En esa verdad reside la sabiduría, que es sabiduría misteriosa de Dios, como
enseña San Pablo (theoû sophían en mysterío, 1 Cor. 2, 7)
En su comentario a
este pasaje, Santo Tomás de Aquino explica que el Apóstol emplea para dirigirse
a los Corintios una sabiduría espiritual, una profunda doctrina que destina a
quienes puede considerarse perfectos: aquellos cuya mente está elevada sobre
todo lo carnal y sensible, de modo que pueden captar las realidades
espirituales e inteligibles y cuya voluntad está elevada sobre todo lo temporal
y unida sólo a Dios y sus preceptos… Esta sabiduría –afirma- no es la mundana,
que profesan los dirigentes de este mundo (pensemos en los legisladores
españoles que han votado a favor de la eutanasia), sino una sabiduría según
Dios (In I Ad Corinthios, Caput II). Se trata del reconocimiento del orden
natural de la Creación, que el pensador honesto y no ideologizado puede
alcanzar aunque carezca de las luces de la fe, y que ésta asegura a los
creyentes.
Ya que he citado
aquí al Doctor Angélico, anoto lo que afirma sobre el precepto de no matar: «El
Decálogo prohíbe el homicidio en cuanto que es un acto indebido; en este
sentido el precepto (de no matar) incluye la idea de justicia. La ley humana no
puede lícitamente conceder que un hombre sea indebidamente privado de su vida»

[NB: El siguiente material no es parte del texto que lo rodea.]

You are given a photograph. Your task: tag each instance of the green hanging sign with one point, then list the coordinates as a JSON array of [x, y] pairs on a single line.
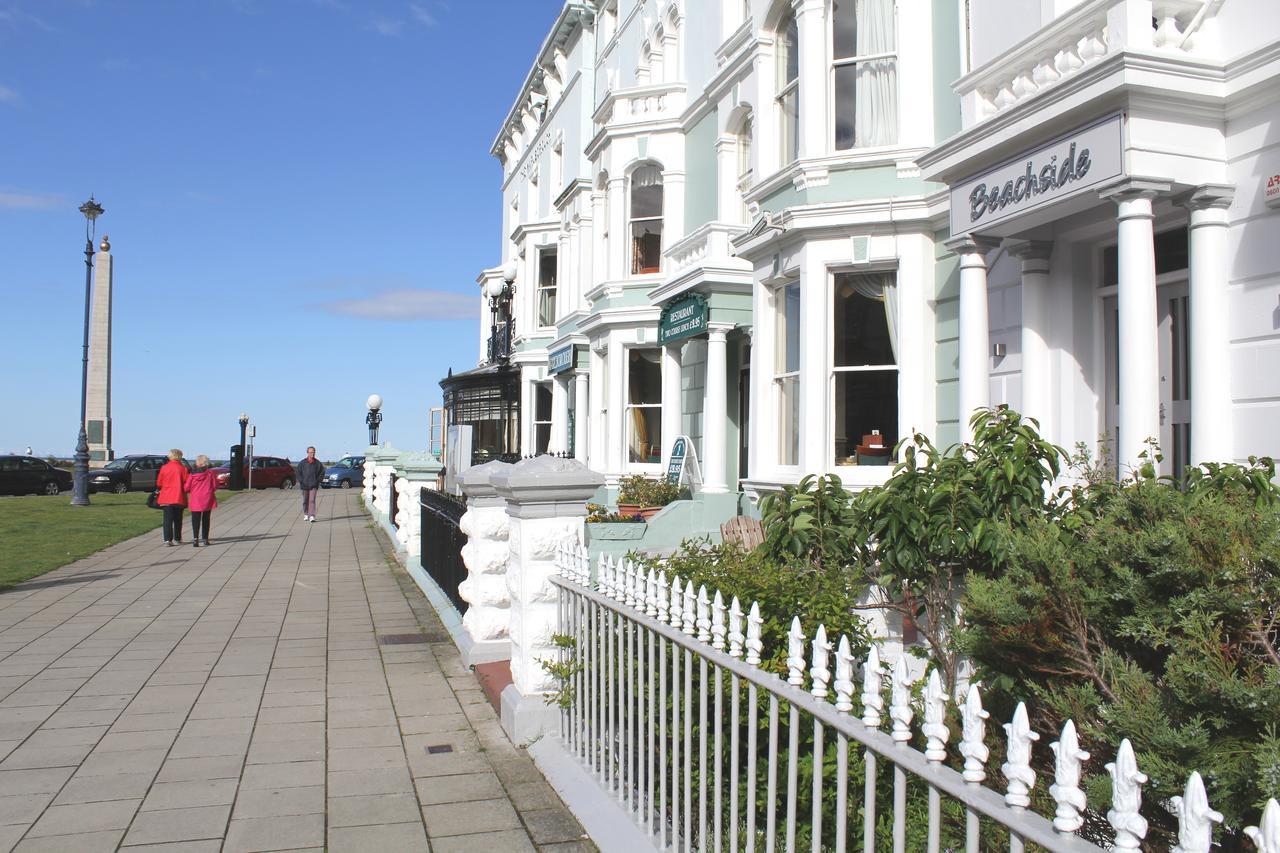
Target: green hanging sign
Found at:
[[684, 318]]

(Suma Teológica I-II, q.100, a. 8, ad 3m). En el siglo XIII Tomás no podía
referirse a la eutanasia, que hubiera sido para él un hecho claramente
anticristiano. Sin embargo, su reflexión sobre el homicidio permite considerar
ese acto como injusto.
El cuidado
pastoral que la Iglesia dispense a los enfermos se hace más intenso en la
caridad, cuando se trata de acompañar a los que sufren esas dolencias
incurables que se pretende resolver con la eutanasia; al enfermo y a sus
familiares pueden llegarles entonces la verdad, que permite superar las
tentaciones de la desesperación y afirmarse en la esperanza. Me refiero al
mensaje de la Cruz; como canta bellamente un himno litúrgico consagrado a ella:
«Solo tú fuiste digna de sostener al precio del mundo, de preparar un puerto al
mundo náufrago». Pero este mensaje central de salvación tiene que hacerse
cultura; así sucede en una sociedad cristiana. La descristianización que ha
sufrido la sociedad española, y el ateísmo abierto de los gobiernos socialistas
dan razón a la posibilidad de legalizar conductas inmorales, criminales. Basta
evocar la conocida manifestación de Jean Paul Sartre: «Si Dios no existe, todo
está permitido». Seguramente, muchos españoles padecen esta situación que se ha
impuesto, el despeñarse de la España católica; este último verbo, en su
acepción figurada significa «entregarse ciegamente a pasiones, vicios o
maldades». Es una caída desde la propia identidad a la ruina y la perdición. No
se me oculta que estos términos son muy severos; no los aplico a las personas,
cualesquiera de ellas, que merecen mi respeto y preocupación como pastor, sino
a la transformación de una sociedad, una cultura, un modo de vida.
¿Es posible una
reacción, una recuperación? Considero de máxima importancia preparar aquellos
cambios políticos necesarios para reemplazar la democracia electoralista,
fundada en el número, por una democracia fundada en principios objetivos, en el
respeto de las condicioens irrenunciables de la naturaleza humana y su
proyección en la vida social. Los
jóvenes, sobre todo aquellos que no han sucumbido ante las presiones de una
enseñanza ajena a las mejores tradiciones de la Nación, han de ser convocados a
esa tarea de reconstrucción; ellos son sujetos de esperanza. Por su parte, la
Iglesia, sin falsos temores, que paralizan e inducen a aceptar lo
«políticamente correcto», debe retomar una obra evangelizadora integral,
presentando en toda su pureza y actualidad la doctrina católica, que es kerygma
portador de luz y fortaleza.
Concluyo con una
boutade que enuncia algo tremendo. En la España de hoy, los padres –mediante el
aborto- pueden matar a sus hijos; ahora –con la legalización de la eutanasia-
los hijos pueden matar a sus padres.